Our data confirm that glucose impairment occurred soon after pasireotide initiation (first 1–3 months) and stabilized after glucose lowering interventions. In particular, in our experience, hyperglycemia was easily managed with only diet and lifestyle intervention in about half of patients. In patients not receiving glucose-lowering medications at baseline, at least one medication was started during pasireotide treatment only in 44% of patients with a satisfactory glucose control in the majority of them. Therefore, the clinical impact of this AE appears lower than expected.

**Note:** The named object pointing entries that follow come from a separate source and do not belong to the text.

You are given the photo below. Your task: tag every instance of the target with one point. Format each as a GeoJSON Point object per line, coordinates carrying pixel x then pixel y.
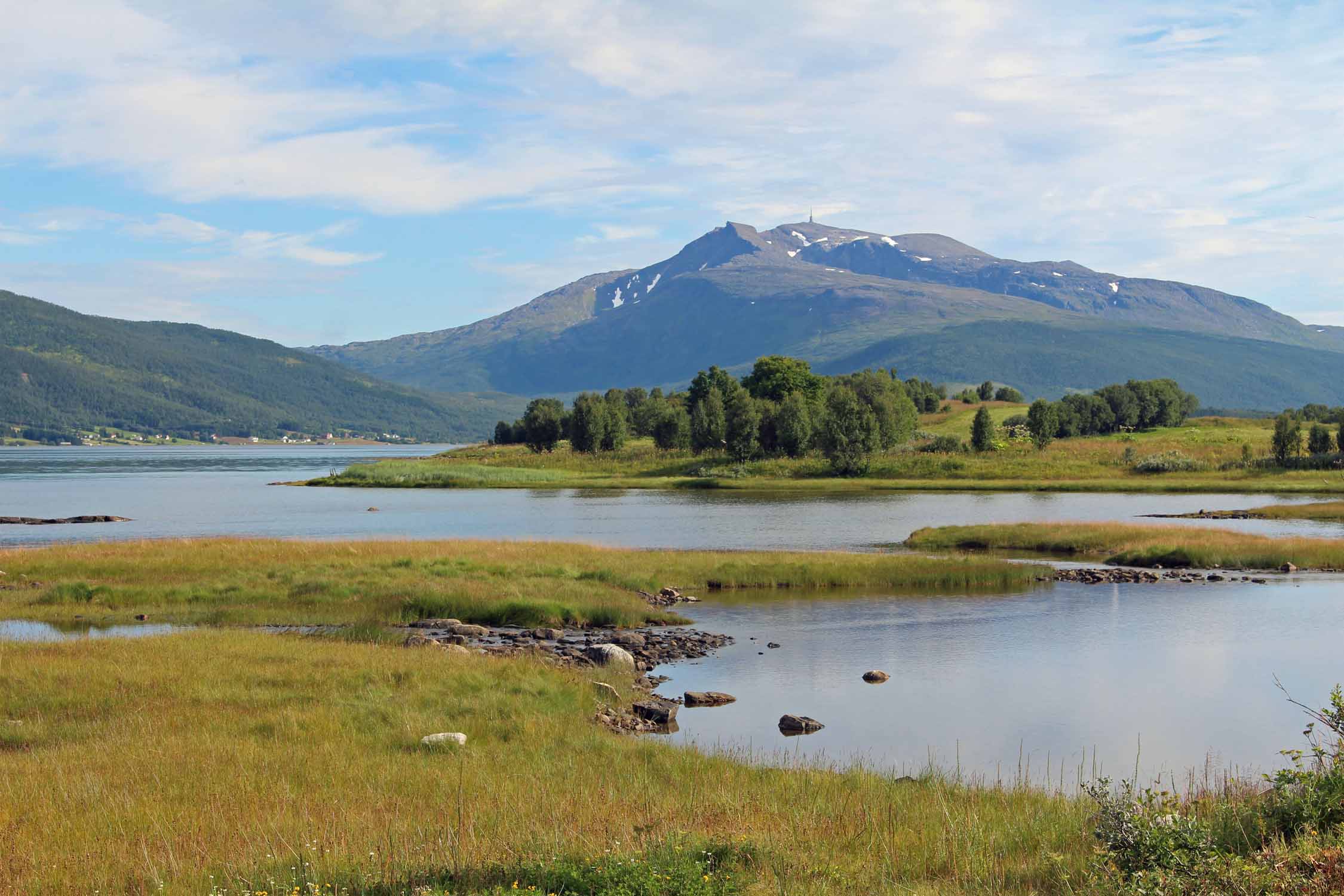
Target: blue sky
{"type": "Point", "coordinates": [363, 168]}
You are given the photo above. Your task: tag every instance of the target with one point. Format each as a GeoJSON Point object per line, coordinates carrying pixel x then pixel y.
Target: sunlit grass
{"type": "Point", "coordinates": [254, 582]}
{"type": "Point", "coordinates": [1092, 464]}
{"type": "Point", "coordinates": [1168, 546]}
{"type": "Point", "coordinates": [173, 763]}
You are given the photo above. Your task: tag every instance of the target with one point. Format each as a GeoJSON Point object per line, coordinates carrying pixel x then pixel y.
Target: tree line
{"type": "Point", "coordinates": [1137, 405]}
{"type": "Point", "coordinates": [781, 409]}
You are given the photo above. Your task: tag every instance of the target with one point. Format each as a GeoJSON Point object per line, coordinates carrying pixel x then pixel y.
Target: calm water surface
{"type": "Point", "coordinates": [186, 492]}
{"type": "Point", "coordinates": [1186, 671]}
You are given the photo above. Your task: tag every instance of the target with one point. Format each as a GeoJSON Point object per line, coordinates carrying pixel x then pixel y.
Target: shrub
{"type": "Point", "coordinates": [1168, 462]}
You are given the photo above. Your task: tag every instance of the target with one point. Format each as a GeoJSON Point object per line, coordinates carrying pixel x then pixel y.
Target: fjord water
{"type": "Point", "coordinates": [194, 492]}
{"type": "Point", "coordinates": [1165, 676]}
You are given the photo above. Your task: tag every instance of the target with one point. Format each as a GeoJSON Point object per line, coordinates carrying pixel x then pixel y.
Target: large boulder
{"type": "Point", "coordinates": [656, 711]}
{"type": "Point", "coordinates": [445, 739]}
{"type": "Point", "coordinates": [707, 699]}
{"type": "Point", "coordinates": [792, 725]}
{"type": "Point", "coordinates": [609, 655]}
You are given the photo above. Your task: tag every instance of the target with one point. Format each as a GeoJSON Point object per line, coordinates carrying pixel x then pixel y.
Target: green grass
{"type": "Point", "coordinates": [1093, 464]}
{"type": "Point", "coordinates": [213, 758]}
{"type": "Point", "coordinates": [254, 582]}
{"type": "Point", "coordinates": [1146, 546]}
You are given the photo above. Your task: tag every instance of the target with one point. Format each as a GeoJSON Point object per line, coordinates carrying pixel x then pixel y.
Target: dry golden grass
{"type": "Point", "coordinates": [1170, 546]}
{"type": "Point", "coordinates": [250, 582]}
{"type": "Point", "coordinates": [173, 763]}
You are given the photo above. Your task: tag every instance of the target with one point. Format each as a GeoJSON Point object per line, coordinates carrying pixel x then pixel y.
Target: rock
{"type": "Point", "coordinates": [792, 725]}
{"type": "Point", "coordinates": [606, 692]}
{"type": "Point", "coordinates": [655, 711]}
{"type": "Point", "coordinates": [609, 655]}
{"type": "Point", "coordinates": [707, 699]}
{"type": "Point", "coordinates": [444, 739]}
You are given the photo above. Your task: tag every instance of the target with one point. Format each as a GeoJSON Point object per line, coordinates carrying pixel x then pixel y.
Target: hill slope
{"type": "Point", "coordinates": [61, 369]}
{"type": "Point", "coordinates": [846, 297]}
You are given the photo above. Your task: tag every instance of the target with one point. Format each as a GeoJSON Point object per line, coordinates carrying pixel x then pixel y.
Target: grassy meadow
{"type": "Point", "coordinates": [1090, 464]}
{"type": "Point", "coordinates": [273, 582]}
{"type": "Point", "coordinates": [260, 763]}
{"type": "Point", "coordinates": [1146, 546]}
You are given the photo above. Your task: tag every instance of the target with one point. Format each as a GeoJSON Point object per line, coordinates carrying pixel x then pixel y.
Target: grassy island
{"type": "Point", "coordinates": [1205, 455]}
{"type": "Point", "coordinates": [1146, 546]}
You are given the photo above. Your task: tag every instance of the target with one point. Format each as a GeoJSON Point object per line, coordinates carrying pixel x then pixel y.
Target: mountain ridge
{"type": "Point", "coordinates": [829, 293]}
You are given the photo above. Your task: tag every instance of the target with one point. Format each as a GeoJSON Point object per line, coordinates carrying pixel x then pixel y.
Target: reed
{"type": "Point", "coordinates": [273, 582]}
{"type": "Point", "coordinates": [1168, 546]}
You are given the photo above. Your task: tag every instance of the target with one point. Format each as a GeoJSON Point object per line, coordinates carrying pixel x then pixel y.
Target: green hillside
{"type": "Point", "coordinates": [63, 370]}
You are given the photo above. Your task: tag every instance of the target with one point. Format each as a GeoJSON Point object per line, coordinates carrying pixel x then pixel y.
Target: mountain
{"type": "Point", "coordinates": [62, 370]}
{"type": "Point", "coordinates": [843, 299]}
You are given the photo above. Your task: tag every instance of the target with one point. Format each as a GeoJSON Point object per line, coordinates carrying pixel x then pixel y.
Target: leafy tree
{"type": "Point", "coordinates": [707, 422]}
{"type": "Point", "coordinates": [742, 426]}
{"type": "Point", "coordinates": [777, 376]}
{"type": "Point", "coordinates": [542, 424]}
{"type": "Point", "coordinates": [983, 430]}
{"type": "Point", "coordinates": [793, 425]}
{"type": "Point", "coordinates": [1319, 440]}
{"type": "Point", "coordinates": [848, 432]}
{"type": "Point", "coordinates": [1287, 441]}
{"type": "Point", "coordinates": [1044, 422]}
{"type": "Point", "coordinates": [616, 432]}
{"type": "Point", "coordinates": [589, 422]}
{"type": "Point", "coordinates": [671, 426]}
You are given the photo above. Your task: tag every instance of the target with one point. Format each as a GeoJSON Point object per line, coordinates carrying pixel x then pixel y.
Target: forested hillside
{"type": "Point", "coordinates": [63, 370]}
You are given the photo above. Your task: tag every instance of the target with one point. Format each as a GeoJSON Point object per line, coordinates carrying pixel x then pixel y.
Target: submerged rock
{"type": "Point", "coordinates": [791, 725]}
{"type": "Point", "coordinates": [707, 699]}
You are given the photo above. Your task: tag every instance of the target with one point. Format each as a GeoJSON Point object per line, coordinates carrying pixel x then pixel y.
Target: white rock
{"type": "Point", "coordinates": [444, 738]}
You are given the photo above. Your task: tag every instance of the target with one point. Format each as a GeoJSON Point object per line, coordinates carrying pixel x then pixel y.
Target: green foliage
{"type": "Point", "coordinates": [983, 430]}
{"type": "Point", "coordinates": [62, 370]}
{"type": "Point", "coordinates": [850, 432]}
{"type": "Point", "coordinates": [777, 376]}
{"type": "Point", "coordinates": [1319, 440]}
{"type": "Point", "coordinates": [1287, 441]}
{"type": "Point", "coordinates": [742, 426]}
{"type": "Point", "coordinates": [793, 425]}
{"type": "Point", "coordinates": [708, 426]}
{"type": "Point", "coordinates": [671, 426]}
{"type": "Point", "coordinates": [1044, 422]}
{"type": "Point", "coordinates": [542, 424]}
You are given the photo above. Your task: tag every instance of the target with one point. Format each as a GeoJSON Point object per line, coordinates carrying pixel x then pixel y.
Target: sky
{"type": "Point", "coordinates": [352, 170]}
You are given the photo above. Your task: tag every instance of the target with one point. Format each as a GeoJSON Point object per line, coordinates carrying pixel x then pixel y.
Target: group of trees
{"type": "Point", "coordinates": [1287, 441]}
{"type": "Point", "coordinates": [987, 391]}
{"type": "Point", "coordinates": [780, 409]}
{"type": "Point", "coordinates": [1137, 405]}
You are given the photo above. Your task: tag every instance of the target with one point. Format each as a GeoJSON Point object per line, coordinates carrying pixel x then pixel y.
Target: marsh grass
{"type": "Point", "coordinates": [1168, 546]}
{"type": "Point", "coordinates": [174, 763]}
{"type": "Point", "coordinates": [271, 582]}
{"type": "Point", "coordinates": [1211, 449]}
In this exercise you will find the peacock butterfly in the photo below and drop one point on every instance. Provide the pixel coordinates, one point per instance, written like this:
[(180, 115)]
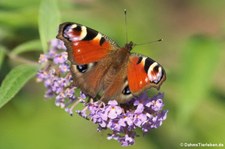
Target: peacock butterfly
[(100, 67)]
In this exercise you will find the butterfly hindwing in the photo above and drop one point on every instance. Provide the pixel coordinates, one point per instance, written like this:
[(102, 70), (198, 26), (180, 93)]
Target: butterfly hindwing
[(143, 73)]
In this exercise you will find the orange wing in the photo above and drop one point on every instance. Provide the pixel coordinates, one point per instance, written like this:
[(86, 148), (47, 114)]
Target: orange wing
[(143, 73), (84, 44)]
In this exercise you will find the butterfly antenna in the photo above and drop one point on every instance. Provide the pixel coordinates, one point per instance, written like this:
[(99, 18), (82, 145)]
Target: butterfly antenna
[(154, 41), (125, 15)]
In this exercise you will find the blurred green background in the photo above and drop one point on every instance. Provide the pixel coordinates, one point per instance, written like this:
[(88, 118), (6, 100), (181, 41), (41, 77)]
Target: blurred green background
[(192, 53)]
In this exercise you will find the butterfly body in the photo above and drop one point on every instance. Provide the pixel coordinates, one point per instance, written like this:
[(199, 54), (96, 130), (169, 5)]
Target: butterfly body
[(100, 67)]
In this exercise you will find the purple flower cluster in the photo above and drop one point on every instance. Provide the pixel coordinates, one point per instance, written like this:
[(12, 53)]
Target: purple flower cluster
[(122, 119)]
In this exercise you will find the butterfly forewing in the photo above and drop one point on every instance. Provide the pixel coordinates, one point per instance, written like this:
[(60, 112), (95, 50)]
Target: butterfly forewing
[(84, 44)]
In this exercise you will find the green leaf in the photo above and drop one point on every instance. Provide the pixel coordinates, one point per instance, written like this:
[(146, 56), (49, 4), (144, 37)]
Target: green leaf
[(199, 62), (14, 81), (2, 55), (49, 19), (34, 45)]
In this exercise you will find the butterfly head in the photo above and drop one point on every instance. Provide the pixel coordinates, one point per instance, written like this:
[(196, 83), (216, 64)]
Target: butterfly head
[(129, 46)]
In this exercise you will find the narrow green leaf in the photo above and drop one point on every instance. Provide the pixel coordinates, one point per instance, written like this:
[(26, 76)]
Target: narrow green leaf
[(14, 81), (199, 62), (34, 45), (2, 55), (49, 19)]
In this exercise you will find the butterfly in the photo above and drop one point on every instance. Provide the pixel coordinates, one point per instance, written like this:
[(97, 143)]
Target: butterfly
[(100, 67)]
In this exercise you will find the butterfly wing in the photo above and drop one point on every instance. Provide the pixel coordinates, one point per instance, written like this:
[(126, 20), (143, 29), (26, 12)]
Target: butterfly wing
[(143, 73), (87, 51)]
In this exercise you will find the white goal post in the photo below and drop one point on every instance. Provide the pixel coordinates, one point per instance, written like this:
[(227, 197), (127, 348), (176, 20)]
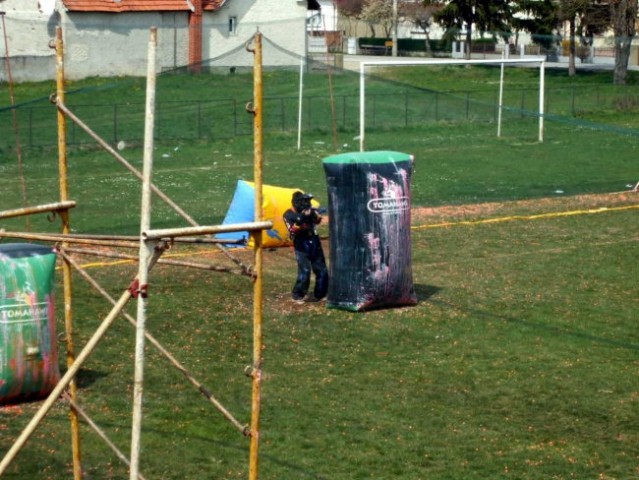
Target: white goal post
[(405, 63)]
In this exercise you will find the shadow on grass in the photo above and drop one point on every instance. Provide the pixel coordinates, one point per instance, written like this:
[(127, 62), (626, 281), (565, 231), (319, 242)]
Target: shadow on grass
[(425, 292), (86, 377)]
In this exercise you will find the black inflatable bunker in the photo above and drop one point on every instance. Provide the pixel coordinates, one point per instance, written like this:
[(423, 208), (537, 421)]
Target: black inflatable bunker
[(369, 227)]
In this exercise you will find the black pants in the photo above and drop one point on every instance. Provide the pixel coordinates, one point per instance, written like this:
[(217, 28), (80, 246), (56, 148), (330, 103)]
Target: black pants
[(310, 257)]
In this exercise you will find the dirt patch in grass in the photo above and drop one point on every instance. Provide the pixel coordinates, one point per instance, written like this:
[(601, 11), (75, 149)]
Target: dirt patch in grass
[(425, 215)]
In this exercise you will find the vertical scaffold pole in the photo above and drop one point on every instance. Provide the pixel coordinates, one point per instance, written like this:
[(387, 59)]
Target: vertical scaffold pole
[(66, 267), (542, 101), (146, 251), (257, 239)]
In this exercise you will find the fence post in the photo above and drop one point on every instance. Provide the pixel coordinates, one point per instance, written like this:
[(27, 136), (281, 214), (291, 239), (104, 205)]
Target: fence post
[(406, 109), (115, 123), (234, 118)]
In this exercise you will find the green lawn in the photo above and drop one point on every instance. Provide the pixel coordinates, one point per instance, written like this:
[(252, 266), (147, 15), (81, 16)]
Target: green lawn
[(520, 360)]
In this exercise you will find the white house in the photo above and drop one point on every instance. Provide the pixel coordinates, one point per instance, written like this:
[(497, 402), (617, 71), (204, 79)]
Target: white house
[(110, 37)]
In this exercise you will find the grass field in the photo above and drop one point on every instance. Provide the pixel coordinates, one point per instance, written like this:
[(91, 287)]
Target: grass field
[(520, 360)]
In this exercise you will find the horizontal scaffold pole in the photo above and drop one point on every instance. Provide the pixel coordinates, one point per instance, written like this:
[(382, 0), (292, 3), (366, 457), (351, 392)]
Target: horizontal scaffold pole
[(205, 230), (46, 208)]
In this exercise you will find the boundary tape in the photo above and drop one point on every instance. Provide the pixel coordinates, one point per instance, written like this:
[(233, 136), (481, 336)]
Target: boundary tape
[(513, 218)]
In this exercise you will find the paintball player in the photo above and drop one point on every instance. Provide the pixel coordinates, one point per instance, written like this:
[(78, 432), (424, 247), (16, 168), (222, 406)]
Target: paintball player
[(301, 221)]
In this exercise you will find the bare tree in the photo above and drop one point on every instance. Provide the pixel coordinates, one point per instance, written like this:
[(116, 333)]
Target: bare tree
[(349, 10), (378, 12), (421, 16), (623, 14)]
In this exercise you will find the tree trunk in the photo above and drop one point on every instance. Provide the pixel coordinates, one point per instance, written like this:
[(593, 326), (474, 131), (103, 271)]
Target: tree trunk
[(429, 51), (623, 13)]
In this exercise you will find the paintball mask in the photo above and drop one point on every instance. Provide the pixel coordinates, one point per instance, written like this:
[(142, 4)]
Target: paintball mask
[(301, 201)]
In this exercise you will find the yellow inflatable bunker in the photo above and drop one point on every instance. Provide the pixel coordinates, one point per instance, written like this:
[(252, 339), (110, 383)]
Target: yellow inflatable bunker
[(275, 201)]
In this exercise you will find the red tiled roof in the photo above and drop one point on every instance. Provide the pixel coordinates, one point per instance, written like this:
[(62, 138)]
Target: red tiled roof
[(118, 6)]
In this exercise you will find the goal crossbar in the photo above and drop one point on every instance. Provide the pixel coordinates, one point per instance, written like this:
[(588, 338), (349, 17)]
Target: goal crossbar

Studies in healthy volunteers showed that hyperglycemia associated with pasireotide treatment results from a decrease in incretin and insulin secretion, with no change in insulin sensitivity [28]. Based on these data, recent expert reports recommend the preferential use of GLP-1 based-medications for the management of hyperglycemia during pasireotide in CD [30] [31].

These recommendations were applied in our patients only in recent years while metformin, if not contraindicated and if tolerated, was our preferred initial pharmacological agent with quite a good response. The important role of metformin in patients with CD is supported by the beneficial effect on insulin resistance (a typical feature of patients with CD) and by the additional inhibitory effect on visceral adipose tissue accumulation mediated by the adenosine monophosphate-activated protein kinase (AMPK) [32].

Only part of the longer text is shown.